Monday, May 3, 2010

歐羅陷阱暴現

歐羅陷阱暴現

不久前,歐洲經濟學家總愛嘲笑那些質疑歐洲邁向貨幣一體化是不智之舉的美國同儕。今年1月有一篇文章就宣稱:「歐羅至目前為止的表現,都遠較不少美國經濟學家所預測為佳。」
該篇文章這樣概括歐羅懷疑者的觀點:「這不可能發生,這是個壞主意,這不會長久。」嗯,這真的發生了。不過,歐羅如今看來似乎真是個壞主意,原因就是懷疑論者提出的理據。至於歐羅能否維持下去,也突然成為有爭議焦點。
要明白歐羅的爛攤子以及它對我們其他人的教訓,你不能只着眼報章上的標題。目前,所有人的注意力都集中在公共債務,這令歐洲債務危機看來只是個別政府不能控制開支的簡單故事。但對希臘而言,這只是故事的一部分,公債對葡萄牙的影響更小,西班牙的問題更完全是另一回事。
希臘貨幣無法貶值
事實是,目前正陷入或瀕臨債務危機的國家,三年前看來都沒有嚴重的財政問題。

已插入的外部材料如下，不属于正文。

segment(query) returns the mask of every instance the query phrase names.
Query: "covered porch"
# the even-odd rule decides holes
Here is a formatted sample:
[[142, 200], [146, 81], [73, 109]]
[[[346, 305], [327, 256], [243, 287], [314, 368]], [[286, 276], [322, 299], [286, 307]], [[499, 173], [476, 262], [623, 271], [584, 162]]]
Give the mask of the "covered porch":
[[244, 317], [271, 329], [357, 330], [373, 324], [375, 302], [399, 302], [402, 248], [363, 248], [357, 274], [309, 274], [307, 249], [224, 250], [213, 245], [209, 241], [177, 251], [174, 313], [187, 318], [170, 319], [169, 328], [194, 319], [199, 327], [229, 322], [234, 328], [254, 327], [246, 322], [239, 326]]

以赤字佔國內生產總值(GDP)而言,即使希臘的2007年財赤水平,也不比美國上世紀八十年代中期「美國早晨!」(Morning in Amercia)(譯按:「美國早晨」是前總統列根1984年競逐連任的廣告,強調美國在他管治下國泰民安,被視為歷來最有效的政治宣傳廣告之一)的水平高,西班牙同期更錄得預算盈餘。而且,這些國家都吸引大量外來資金流入,這很大程度是因為作為歐羅區成員,金融市場視希臘、葡萄牙及西班牙的債券為穩健投資。

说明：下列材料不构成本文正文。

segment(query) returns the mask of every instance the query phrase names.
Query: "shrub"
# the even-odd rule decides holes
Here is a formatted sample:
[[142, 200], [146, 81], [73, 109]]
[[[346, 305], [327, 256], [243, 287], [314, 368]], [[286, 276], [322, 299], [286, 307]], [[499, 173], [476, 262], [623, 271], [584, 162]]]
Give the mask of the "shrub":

接着,環球金融危機就爆發了。那些流入的資本消失無蹤,收入急挫,赤字飆升;與此同時,促使市場不智地對這些危機國家趨之若鶩的歐羅區成員身份,頓變成陷阱。
這個陷阱的本質是怎樣的?在廉宜資金唾手可得的時代,危機國家的工資及價格上升步伐較歐洲其他國家快。如今資金不再湧入,這些國家就得控制成本。
不過,跟以往每個歐洲國家都有自己的貨幣相比,控制成本的難度如今卻大增。當年,歐洲國家可透過調整滙率控制成本。例如,透過調低德拉克馬(Drachma)兌德國馬克(Deutsche Marks)的滙率,希臘工資相對德國工資而言就會減少。如今,由於希臘與德國採用同一貨幣,希臘要降低相對成本就只能透過德國通脹及希臘通縮兩方發揮作用。由於德國不接受通脹,通縮就成為唯一出路。
問題在於,對於所有國家而言,通縮(即工資及價格下跌)都是個極為痛苦的過程。經濟長期不景氣及失業率高企,總是伴隨通縮而來。而且,由於收入下跌但債務擔子不變,通縮也會加深債務問題,公私型債務無一幸免。這就是危機所在。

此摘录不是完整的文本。